Like butter isn’t great on any vegetable I have added some of the fresh garden herbs and tossed in some crunch cashews which are also a buttery tasting nut that adds a great crunch to this recipe.
This recipe has been adapted from a recipe I found in the Silver Palate Cookbook circa 2007.
ingredients you will need:
Fresh Green Beans: If you are lucky to pluck them from your garden great but if not you can almost always year-round find fresh green beans at the grocery store. I do not recommend frozen for this recipe if you can avoid it because they tend to be a little soft and lost the nice snap fresh green beans offer.
Butter: I prefer to used unsalted butter for this recipe and actually most recipes simply because it is easier to add a dash of salt to a recipe as needed versus having salt automatically included as it is in salted butter. You can use salted butter if that is what you have just taste the beans before adding any additional salt so you don’t make them too salty.
Cashews: A soft buttery nut. Again use the unsalted variety.
Parsley: Fresh parsley again if you can find it because it has a better flavour than dried. Dried parsley will work as well just remember the rule of thumb when converting fresh to dried herbs. 1 tbsp of fresh herbs equals 1 tsp of dried.
Salt and Pepper: To taste is the best rule of thumb. But I have included the measurements I prefer. Also, don’t forget that if using salted butter you will want to reduce the amount of additional salt you add.
How to make smothered green beans & cashews:
Wash and trim the green beans keeping them whole otherwise. Add them to a steamer basket to steam over boiling water for 3-5 minutes to blanch the green beans. Either method works fine to quickly cook them.
In a small pot over medium-low heat melt the butter and then add in the fresh herbs, salt and pepper. Mix and remove from heat.
Place the green beans in a large bowl or on a platter and drizzle with the herb butter mixture. Gently toss to evenly coat. Top with cashews and serve warm.
how To Blanch Green Beans:
Add salt to a large pot of boiling water. Trim the ends of the green beans and remove any tough strings. When water is boiling drop add the green beans and boil for about 2 minutes. The beans will turn a bright shade of green, be tender but still have a little snap to them.
Remove from hot water and drain. If serving immediately for this butter smothered green bean recipe carry on with the rest of the recipe.

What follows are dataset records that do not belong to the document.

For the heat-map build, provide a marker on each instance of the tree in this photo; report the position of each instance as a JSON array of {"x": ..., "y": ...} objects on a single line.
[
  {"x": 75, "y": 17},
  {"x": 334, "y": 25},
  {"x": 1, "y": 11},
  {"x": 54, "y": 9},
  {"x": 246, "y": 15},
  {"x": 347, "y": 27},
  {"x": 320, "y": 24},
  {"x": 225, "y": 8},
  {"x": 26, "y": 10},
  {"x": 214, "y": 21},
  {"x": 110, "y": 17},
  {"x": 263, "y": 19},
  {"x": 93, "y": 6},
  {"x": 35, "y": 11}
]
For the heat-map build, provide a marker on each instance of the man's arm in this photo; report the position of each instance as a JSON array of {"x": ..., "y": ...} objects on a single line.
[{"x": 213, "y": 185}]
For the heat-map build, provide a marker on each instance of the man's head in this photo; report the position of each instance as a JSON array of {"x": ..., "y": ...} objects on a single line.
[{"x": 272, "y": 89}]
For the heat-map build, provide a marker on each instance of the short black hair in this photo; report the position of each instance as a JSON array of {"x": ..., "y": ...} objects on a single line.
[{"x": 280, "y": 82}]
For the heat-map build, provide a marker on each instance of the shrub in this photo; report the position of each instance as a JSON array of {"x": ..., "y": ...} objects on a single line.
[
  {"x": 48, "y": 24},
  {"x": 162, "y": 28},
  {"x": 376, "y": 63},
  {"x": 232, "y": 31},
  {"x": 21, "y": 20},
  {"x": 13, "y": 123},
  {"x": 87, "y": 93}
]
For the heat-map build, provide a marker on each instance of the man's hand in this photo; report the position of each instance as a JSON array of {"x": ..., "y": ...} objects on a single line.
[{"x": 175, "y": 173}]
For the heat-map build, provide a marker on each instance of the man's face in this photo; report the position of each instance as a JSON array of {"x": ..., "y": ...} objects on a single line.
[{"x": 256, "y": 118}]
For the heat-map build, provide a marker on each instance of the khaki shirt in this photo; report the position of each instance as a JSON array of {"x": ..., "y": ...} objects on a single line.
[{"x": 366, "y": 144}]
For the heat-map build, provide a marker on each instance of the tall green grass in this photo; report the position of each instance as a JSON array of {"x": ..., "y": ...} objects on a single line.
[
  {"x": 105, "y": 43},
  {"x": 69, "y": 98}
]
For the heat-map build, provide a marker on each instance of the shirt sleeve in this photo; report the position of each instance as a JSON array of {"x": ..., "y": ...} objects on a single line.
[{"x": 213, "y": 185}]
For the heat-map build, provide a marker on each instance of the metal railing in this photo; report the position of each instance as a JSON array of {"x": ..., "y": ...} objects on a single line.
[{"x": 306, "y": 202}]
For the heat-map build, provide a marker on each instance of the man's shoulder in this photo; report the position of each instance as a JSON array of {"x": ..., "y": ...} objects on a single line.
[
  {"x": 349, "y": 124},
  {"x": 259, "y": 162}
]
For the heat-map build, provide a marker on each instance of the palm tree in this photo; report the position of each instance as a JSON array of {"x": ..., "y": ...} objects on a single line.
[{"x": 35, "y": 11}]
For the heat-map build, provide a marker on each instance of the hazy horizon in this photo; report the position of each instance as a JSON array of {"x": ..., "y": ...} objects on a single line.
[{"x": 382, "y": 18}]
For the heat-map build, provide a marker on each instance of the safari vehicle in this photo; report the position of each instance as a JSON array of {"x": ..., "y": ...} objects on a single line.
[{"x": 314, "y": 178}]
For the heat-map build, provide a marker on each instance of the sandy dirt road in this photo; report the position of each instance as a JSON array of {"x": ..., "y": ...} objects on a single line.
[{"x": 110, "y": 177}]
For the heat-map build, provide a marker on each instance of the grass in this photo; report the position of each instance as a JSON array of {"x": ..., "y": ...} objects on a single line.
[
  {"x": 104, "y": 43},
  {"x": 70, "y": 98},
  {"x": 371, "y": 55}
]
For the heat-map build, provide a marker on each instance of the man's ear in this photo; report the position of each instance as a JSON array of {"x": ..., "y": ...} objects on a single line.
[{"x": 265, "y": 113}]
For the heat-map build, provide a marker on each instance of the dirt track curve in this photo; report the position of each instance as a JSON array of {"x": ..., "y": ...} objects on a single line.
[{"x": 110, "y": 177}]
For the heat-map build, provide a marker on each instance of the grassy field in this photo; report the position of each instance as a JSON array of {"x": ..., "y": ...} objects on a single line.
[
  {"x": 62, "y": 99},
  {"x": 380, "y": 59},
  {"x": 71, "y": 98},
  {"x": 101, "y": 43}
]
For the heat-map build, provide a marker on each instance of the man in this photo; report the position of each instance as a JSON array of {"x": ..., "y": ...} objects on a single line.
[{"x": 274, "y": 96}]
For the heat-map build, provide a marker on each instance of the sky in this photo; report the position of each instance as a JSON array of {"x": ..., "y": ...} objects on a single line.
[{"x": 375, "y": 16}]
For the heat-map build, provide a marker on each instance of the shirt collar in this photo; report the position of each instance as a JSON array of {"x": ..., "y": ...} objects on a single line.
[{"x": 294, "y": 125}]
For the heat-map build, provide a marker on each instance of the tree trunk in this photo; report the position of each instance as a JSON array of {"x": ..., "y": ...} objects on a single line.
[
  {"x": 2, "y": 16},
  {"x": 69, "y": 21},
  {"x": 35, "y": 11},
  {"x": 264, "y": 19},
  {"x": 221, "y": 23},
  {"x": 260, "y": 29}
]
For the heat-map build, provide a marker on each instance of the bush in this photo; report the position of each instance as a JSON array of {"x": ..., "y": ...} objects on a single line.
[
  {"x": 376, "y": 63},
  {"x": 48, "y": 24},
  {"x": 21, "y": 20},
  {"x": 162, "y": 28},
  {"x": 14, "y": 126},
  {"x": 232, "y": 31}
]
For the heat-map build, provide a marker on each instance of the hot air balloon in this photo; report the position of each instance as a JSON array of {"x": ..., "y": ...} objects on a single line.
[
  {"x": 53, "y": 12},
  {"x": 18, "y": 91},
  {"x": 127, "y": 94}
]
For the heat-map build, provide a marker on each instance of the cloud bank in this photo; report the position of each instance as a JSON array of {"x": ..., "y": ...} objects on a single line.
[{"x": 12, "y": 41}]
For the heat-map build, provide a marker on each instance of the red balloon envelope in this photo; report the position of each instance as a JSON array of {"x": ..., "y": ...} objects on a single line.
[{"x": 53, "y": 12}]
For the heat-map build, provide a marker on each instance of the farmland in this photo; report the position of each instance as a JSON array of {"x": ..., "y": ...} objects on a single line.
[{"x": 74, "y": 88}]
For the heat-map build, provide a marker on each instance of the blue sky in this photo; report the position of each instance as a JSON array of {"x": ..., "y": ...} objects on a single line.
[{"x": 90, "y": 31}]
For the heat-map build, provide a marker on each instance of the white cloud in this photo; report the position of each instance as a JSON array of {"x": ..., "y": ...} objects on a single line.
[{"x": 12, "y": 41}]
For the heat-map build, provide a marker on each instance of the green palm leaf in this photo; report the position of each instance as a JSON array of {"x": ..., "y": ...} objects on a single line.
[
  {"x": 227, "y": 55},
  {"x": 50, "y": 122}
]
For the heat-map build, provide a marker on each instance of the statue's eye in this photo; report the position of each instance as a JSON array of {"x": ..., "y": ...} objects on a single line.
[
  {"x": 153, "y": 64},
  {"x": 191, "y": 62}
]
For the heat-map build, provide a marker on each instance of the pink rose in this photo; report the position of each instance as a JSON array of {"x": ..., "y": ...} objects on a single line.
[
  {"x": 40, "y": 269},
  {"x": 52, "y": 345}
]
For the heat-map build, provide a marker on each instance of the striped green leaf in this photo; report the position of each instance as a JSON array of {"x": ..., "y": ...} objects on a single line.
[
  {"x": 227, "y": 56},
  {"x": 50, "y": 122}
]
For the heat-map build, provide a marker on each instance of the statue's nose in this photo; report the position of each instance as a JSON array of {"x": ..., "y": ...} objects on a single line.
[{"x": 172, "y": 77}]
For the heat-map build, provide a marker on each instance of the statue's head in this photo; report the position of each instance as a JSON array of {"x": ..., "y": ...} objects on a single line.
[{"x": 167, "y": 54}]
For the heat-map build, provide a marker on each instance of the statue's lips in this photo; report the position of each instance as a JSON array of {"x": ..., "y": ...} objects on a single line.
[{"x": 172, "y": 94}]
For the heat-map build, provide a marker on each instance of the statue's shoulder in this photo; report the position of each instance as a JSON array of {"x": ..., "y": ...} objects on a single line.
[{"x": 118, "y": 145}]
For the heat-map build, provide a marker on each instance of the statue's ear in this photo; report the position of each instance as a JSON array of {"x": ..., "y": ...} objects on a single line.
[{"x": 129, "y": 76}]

If you are going to use the beans for a recipe you plan to make later or will include an acidic ingredient like lemon or vinegar there is one more recommended step and that is to drain the hot water from the beans and then give them an ice bath in cold water for about 3 minutes to stop the cooking. This ice bath will help the beans retain that bright green colour longer.
Can you make this recipe ahead of time?
Yes, you can but I would only add the cashews just when you are ready to serve. If the cashews sit with the butter or in the fridge they tend to soften up and lose their crunch.
This recipe is best served warm to keep the butter in a liquid state. If you need to warm up this recipe simply put it in the microwave for a minute to minute and a half so you don’t overcook the beans. Then add fresh cashews.
Is this green bean recipe keto?
Yes! Green beans are full of fibre and the butter and cashews provide excellent sources of healthy fats.
this recipe pairs well with:
- Salmon Croquettes
- Flaky Oven Baked Salmon
- Oven Roasted Turkey
- Whole Roasted Chicken with Dijon Herb Butter
- Cuban Style Baked Tenderloin
- Honey Sriracha Grilled Chicken Thighs
Butter Smothered Green Beans & Cashews
- Large Pot with Steamer Basket and Lid
- Small Pot
- Chopping Knife
- Measuring Cups
- Measuring Spoons
- Large Bowl or Platter
- 1 1/2 lb green beans washed and trimmed
- 3 tbsp unsalted butter
- 1/4 cup fresh parsley finely chopped
- 1/2 tsp salt
- 1/4 tsp black pepper
- 3/4 cup cashews
- Wash and trim the green beans and remove any strings.
- Place beans in a steamer basket over a pot of boiling water and cover with a lid. Cook for 3 minutes. Remove from heat, drain water. Place beans in a large bowl or arrange on a large platter.
- In a small pot over medium-low heat melt the butter. Add the parsley, salt and pepper and mix. Remove from heat and pour over green beans. Toss to coat. Top with cashews and serve.